Letztlich sei eben die Stärke Fontanes, nämlich die „Kunst der wörtliche Rede“, seine Schwäche. Kein Mensch glaubt, dass man beim Reiten solche Gespräche wie Woldemar, Czako und von Rex führt, als sie sich das erste Mal dem Schloss Stechlin nähern.

Es ist dieser immer gleiche Fontane-Ton, den man irgendwann nur noch schwer erträgt. Es ist wie mit Wassermelonen, gegen die man prinzipiell nichts einwenden kann, an denen man sich aber irgendwann überißt.

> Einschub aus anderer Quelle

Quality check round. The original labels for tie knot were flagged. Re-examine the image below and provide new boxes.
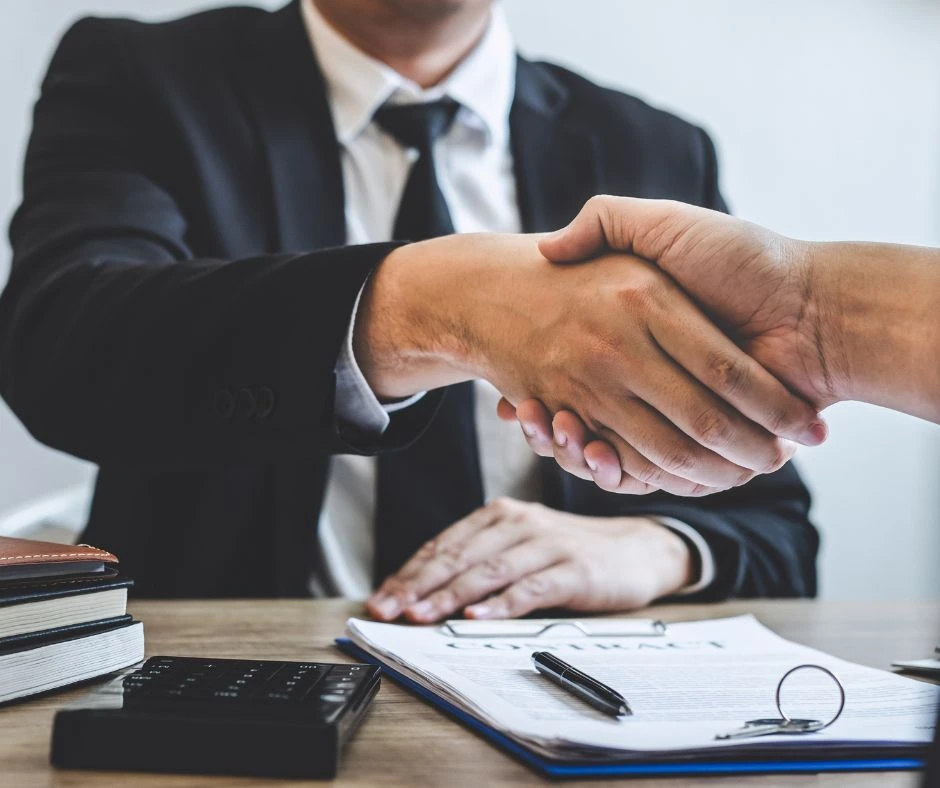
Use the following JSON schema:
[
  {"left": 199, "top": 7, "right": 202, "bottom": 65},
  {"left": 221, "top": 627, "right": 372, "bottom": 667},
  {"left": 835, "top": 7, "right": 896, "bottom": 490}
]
[{"left": 375, "top": 98, "right": 460, "bottom": 154}]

Ich las die Kritik Maars, auch dass er bei Fontane eine Schwäche für die Sentenz erkannt hat, und alle Textbeispiele, die er aus Der Stechlin gewählt hat, kurz vor dem Einschlafen an einem Samstag vor. Ich brachte meine Zustimmung zum präzise Gelesenen, der Auswahl der Textpassagen aus dem Stechlin und zur Argumentation aus dieser, wenn doch sehr speziellen Perspektive Maars zu diesem Roman zum Ausdruck. Die Aneinanderreihung der „oder doch “ Beispiele ließ mich schmunzeln. Ich gab mir sogar Mühe, sie etwas überspitzt und pointiert vorzulesen. Doch das Fazit mit dem Wassermelonenvergleich war starker Tobak und hat mich an eine Veranstaltung im Rahmen der Ringvorlesung im Fontanejahr 2019 erinnert. Die Vorlesung hielt Prof. Dr. Ernst Osterkamp.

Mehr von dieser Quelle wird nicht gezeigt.